Worth a thousand words

Survivors

Last Tuesday on the New York Times website, I saw the picture shown above. I’ll call it simply Survivors. It’s been a long time since I’ve seen a comparable picture. One that comes to mind is the famous picture known as Napalm Girl, which shows a naked Vietnamese girl and other hysterical children running away from a napalm bombing [see]. Both pictures are about horror and flight, but Survivors, while less jolting, is deeper in its grimness.

A few things jump out in Survivors. First, there’s the devastation all around the fleeing pair (a woman and her daughter, I assume): standing water, wreckage, bent and torn trees. Typhoon Haiyan was indeed a monster. Then I see the bandana covering the woman’s nose and mouth, and the girl covering her nose with her hand. The stench of death must be horrible. What is the woman carrying? A statuette of Jesus, apparently her most treasured possession. It’s stunningly ironic: devastation and death surround her; her husband is elsewhere and perhaps among the dead; her home and other possessions are gone, save for her earrings, a Calvin Klein pullover, and a sporty windbreaker; hunger and possibly disease lie ahead. Yet idolatry remains at the center of her life. The entire image is a testament to unshakeable faith.

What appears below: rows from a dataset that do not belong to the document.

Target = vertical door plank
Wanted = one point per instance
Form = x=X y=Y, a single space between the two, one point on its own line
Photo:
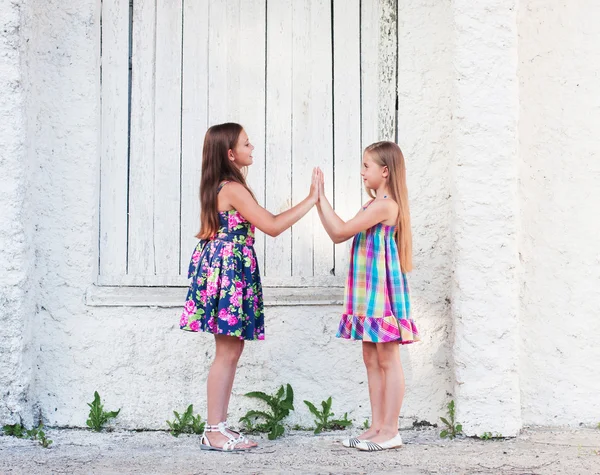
x=312 y=127
x=248 y=59
x=278 y=251
x=115 y=117
x=346 y=93
x=167 y=143
x=219 y=29
x=194 y=120
x=320 y=143
x=141 y=182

Not directly in evidence is the villain behind this scene. It would be easy to say that it’s Typhoon Haiyan if it weren’t for the fact that the second most powerful storm to strike the Philippines, Typhoon Bopha, occurred less than a year ago. So perhaps the real villain isn’t the storms themselves but the dynamic in the world’s climate that has jacked up the temperature of our oceans—what we call “global warming” or, more recently, “climate change.” That phenomenon also gave us Hurricane Katrina and Superstorm Sandy. It’s also generating severe thunderstorms with increasing CAPE (convective available potential energy) and wind shear, the makers of tornadoes. A recent study predicts that by the end of the century, climate change will increase severe thunderstorms in the eastern U.S. by 40%. [source] How many EF5 tornadoes will that bring us?

The problem with this analysis is that it’s completely impersonal. Climate change didn’t create itself; people created it. More specifically, the users of carbon-based fuels in the industrialized nations created it. So when I look at Survivors, I see a poor people whose country is being ravaged by the wealthy people of the world. More than that, though, I see insanity. Everyone’s a loser, because the ravagers are also ravaging themselves.